Question

Joline is solving the equation 0 = x2 – 5x – 4 using the quadratic formula. Which value is the negative real number solution to her quadratic equation? Round to the nearest tenth if necessary. Quadratic formula: x = StartFraction negative b plus or minus StartRoot b squared minus 4 a c EndRoot Over 2 a EndFraction –5.7 –4 –1 –0.7

Answer 1

Answer:

- 0.7

Step-by-step explanation:

We are given the general quadratic formula, as " $x = -b \frac{+}{-} \sqrt{(b^2-4ac)} / 2a$. " This can be represented by two separate formula's, which will come in handy when determining the positive and negative roots of the equation ( and here we need the negative root ):

1 ) $x = - b+ ( \sqrt{b^2-4ac} ) / 2a$,

2 ) $x = - b- ( \sqrt{b^2-4ac} ) / 2a$

We know that a = 1, b = - 5, and c = - 4 from the equation " $0 = x^2 - 5x - 4$ " ( which can be rewritten in the form $0 = ax^2 + bx + c$ ).
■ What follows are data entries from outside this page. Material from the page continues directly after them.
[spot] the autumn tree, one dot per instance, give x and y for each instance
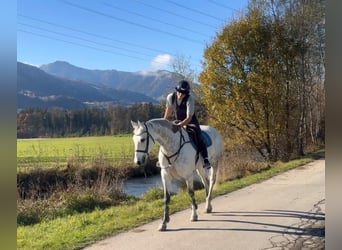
(257, 83)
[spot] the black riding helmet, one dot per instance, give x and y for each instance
(183, 87)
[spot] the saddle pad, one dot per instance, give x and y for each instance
(206, 138)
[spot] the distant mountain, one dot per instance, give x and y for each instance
(153, 84)
(36, 88)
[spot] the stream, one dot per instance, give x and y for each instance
(138, 186)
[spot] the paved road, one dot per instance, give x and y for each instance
(284, 212)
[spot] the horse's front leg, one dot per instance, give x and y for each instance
(167, 185)
(190, 185)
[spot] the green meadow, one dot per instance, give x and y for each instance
(58, 151)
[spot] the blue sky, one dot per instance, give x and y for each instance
(126, 35)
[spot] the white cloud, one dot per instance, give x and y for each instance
(161, 61)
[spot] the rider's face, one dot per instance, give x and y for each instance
(180, 95)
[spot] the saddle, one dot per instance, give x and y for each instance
(192, 134)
Therefore, simply plug in these values into the quadratic formula to receive two solutions:

$x = 5 + ( \sqrt{( - 5 )^2 - 4( 1 )( - 4 )} ) / 2( 1 ),\\x = 5 + ( \sqrt{25 + 16} ) / 2,\\x = 5 + \sqrt{41} / 2,\\x = ( About ) 5.7$- This is our positive solution

__________

$x = 5 - ( \sqrt{( - 5 )^2 - 4( 1 )( - 4 )} ) / 2( 1 ),\\x = 5 - ( \sqrt{25 + 16} ) / 2,\\x = 5 - \sqrt{41} / 2,\\x = ( About ) - 0.7$- And this is our negative solution

You can see that - 0.7 is the negative real number solution to Joline's quadratic equation!